To ask the Secretary of State for Health what the costs of (a) the Personal Demographic Service, (b) the Personal Spine Information Service, (c) the Transaction Messaging Service, (d) the Secondary Uses Services, (e) the Clinical Spine Application, (f) the Spine Directory Service and (g) the access control framework; and what the projected costs are in each year until implementation is complete for each.
The spine is the colloquial name given to the national database of key information about patients' health and care. It forms the core of the national health service care records service (NHS CRS). It also supports other key elements of the national programme for information technology, such as choose and book, the electronic prescriptions service (EPS), and 'GP to GP' record transfer, each of them using the spine's messaging capabilities as part of their own services.

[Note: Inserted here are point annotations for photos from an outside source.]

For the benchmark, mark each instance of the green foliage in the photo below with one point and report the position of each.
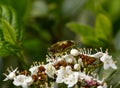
(97, 36)
(9, 31)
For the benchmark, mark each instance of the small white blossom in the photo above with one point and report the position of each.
(82, 76)
(11, 74)
(80, 62)
(22, 80)
(69, 58)
(50, 70)
(60, 75)
(108, 62)
(72, 79)
(66, 75)
(74, 52)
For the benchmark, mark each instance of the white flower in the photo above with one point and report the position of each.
(50, 70)
(22, 80)
(11, 75)
(72, 79)
(97, 55)
(74, 52)
(108, 62)
(60, 75)
(82, 76)
(34, 70)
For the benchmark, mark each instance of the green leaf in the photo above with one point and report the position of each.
(103, 27)
(8, 32)
(80, 29)
(7, 49)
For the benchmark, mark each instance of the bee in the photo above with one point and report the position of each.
(61, 47)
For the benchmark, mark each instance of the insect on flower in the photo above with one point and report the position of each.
(61, 47)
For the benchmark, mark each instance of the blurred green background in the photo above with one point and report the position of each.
(33, 25)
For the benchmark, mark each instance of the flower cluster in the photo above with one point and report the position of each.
(76, 67)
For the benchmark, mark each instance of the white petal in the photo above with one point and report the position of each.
(74, 52)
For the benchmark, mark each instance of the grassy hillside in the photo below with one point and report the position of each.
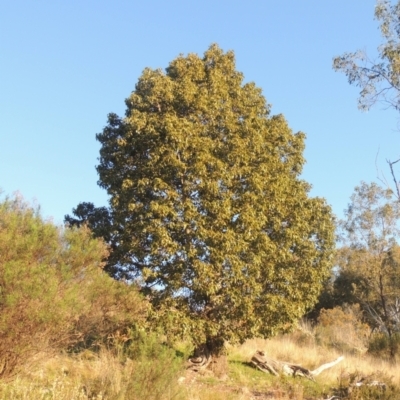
(155, 371)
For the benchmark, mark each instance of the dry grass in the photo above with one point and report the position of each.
(105, 376)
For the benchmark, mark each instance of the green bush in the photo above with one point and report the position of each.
(53, 292)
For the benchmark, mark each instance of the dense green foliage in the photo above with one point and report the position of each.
(53, 292)
(207, 208)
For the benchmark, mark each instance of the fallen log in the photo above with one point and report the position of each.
(200, 360)
(274, 367)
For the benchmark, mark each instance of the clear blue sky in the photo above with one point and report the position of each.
(64, 65)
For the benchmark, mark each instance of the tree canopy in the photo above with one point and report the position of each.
(208, 211)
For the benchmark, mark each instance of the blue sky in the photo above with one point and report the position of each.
(64, 65)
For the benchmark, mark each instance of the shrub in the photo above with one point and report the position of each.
(53, 292)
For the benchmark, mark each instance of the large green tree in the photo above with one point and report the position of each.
(207, 207)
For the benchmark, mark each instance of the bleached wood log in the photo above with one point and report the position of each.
(268, 365)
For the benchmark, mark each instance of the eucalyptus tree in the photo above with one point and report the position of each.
(378, 79)
(208, 210)
(370, 259)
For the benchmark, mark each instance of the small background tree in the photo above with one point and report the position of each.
(379, 80)
(369, 260)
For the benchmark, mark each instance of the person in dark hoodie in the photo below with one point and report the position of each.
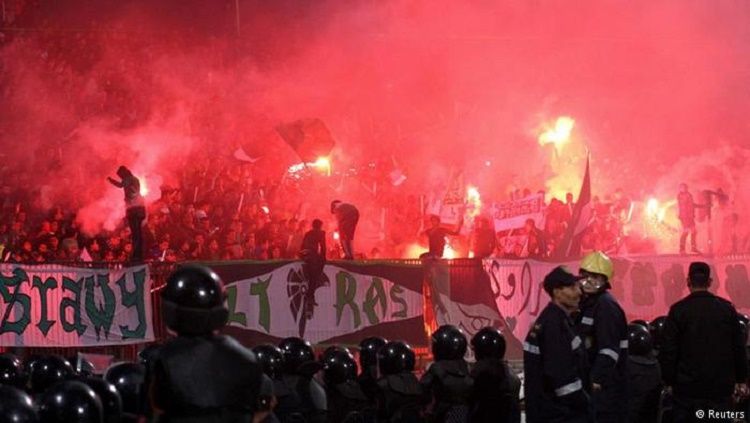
(644, 376)
(703, 357)
(135, 208)
(447, 382)
(496, 388)
(347, 217)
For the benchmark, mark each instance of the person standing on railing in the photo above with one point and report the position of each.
(135, 208)
(347, 217)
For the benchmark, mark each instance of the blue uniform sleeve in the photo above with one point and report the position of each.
(611, 340)
(561, 368)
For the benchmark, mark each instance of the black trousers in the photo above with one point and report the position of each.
(136, 216)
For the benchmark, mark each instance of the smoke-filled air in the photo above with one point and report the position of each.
(243, 117)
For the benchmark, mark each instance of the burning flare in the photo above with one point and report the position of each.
(559, 134)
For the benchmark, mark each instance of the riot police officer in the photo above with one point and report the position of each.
(300, 397)
(400, 396)
(702, 355)
(11, 371)
(644, 376)
(496, 388)
(656, 328)
(16, 406)
(447, 381)
(346, 401)
(70, 401)
(554, 359)
(604, 328)
(368, 364)
(201, 376)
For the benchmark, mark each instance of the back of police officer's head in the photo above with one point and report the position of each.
(699, 276)
(193, 301)
(563, 287)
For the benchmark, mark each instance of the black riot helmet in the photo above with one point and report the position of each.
(448, 343)
(49, 370)
(70, 401)
(331, 350)
(339, 367)
(368, 351)
(16, 406)
(657, 329)
(11, 371)
(193, 301)
(396, 357)
(488, 343)
(109, 396)
(297, 352)
(270, 359)
(640, 322)
(128, 379)
(744, 329)
(639, 340)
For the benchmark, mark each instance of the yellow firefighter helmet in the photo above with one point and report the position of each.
(598, 262)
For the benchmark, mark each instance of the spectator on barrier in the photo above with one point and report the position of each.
(483, 238)
(703, 355)
(347, 217)
(135, 207)
(436, 237)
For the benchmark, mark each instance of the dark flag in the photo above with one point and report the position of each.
(310, 138)
(570, 245)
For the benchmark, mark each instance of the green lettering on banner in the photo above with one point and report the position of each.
(260, 289)
(135, 298)
(101, 316)
(346, 289)
(236, 317)
(375, 295)
(75, 303)
(45, 324)
(13, 298)
(395, 293)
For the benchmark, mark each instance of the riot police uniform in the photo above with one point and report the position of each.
(603, 327)
(554, 361)
(702, 355)
(346, 401)
(644, 376)
(200, 376)
(447, 381)
(300, 397)
(368, 365)
(400, 397)
(496, 388)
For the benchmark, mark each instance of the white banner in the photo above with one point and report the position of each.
(58, 306)
(513, 214)
(645, 287)
(276, 303)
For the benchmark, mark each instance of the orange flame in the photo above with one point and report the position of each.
(558, 134)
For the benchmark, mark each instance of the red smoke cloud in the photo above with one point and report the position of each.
(433, 83)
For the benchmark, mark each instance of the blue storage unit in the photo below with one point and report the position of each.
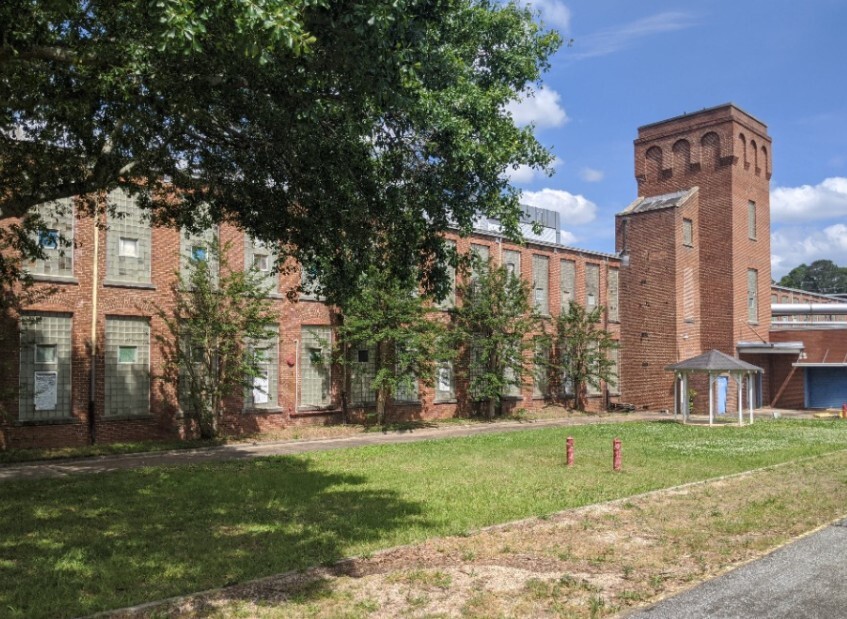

The contract to set up and operate the spine under the national programme for information technology in the national health service is held by BT. Accounting information does not separately identify costs incurred in respect of the individual spine applications, and the information requested could be provided only at disproportionate cost.
Up to
On a typical working day the spine database is accessed by around 50,000 authenticated unique users, and processes; approximately 1.3 million personal demographic service queries, 16,000 choose and book bookings, and over 100,000 electronic prescription messages.
Growth in these volumes is rising dramatically with the increase in functionality across the NHS CRS and continuing roll out of the various elements of the system. The spine is already the world's biggest structured healthcare messaging system whose cost represents an investment of no more than about one pound per NHS patient per year over the life of the contract.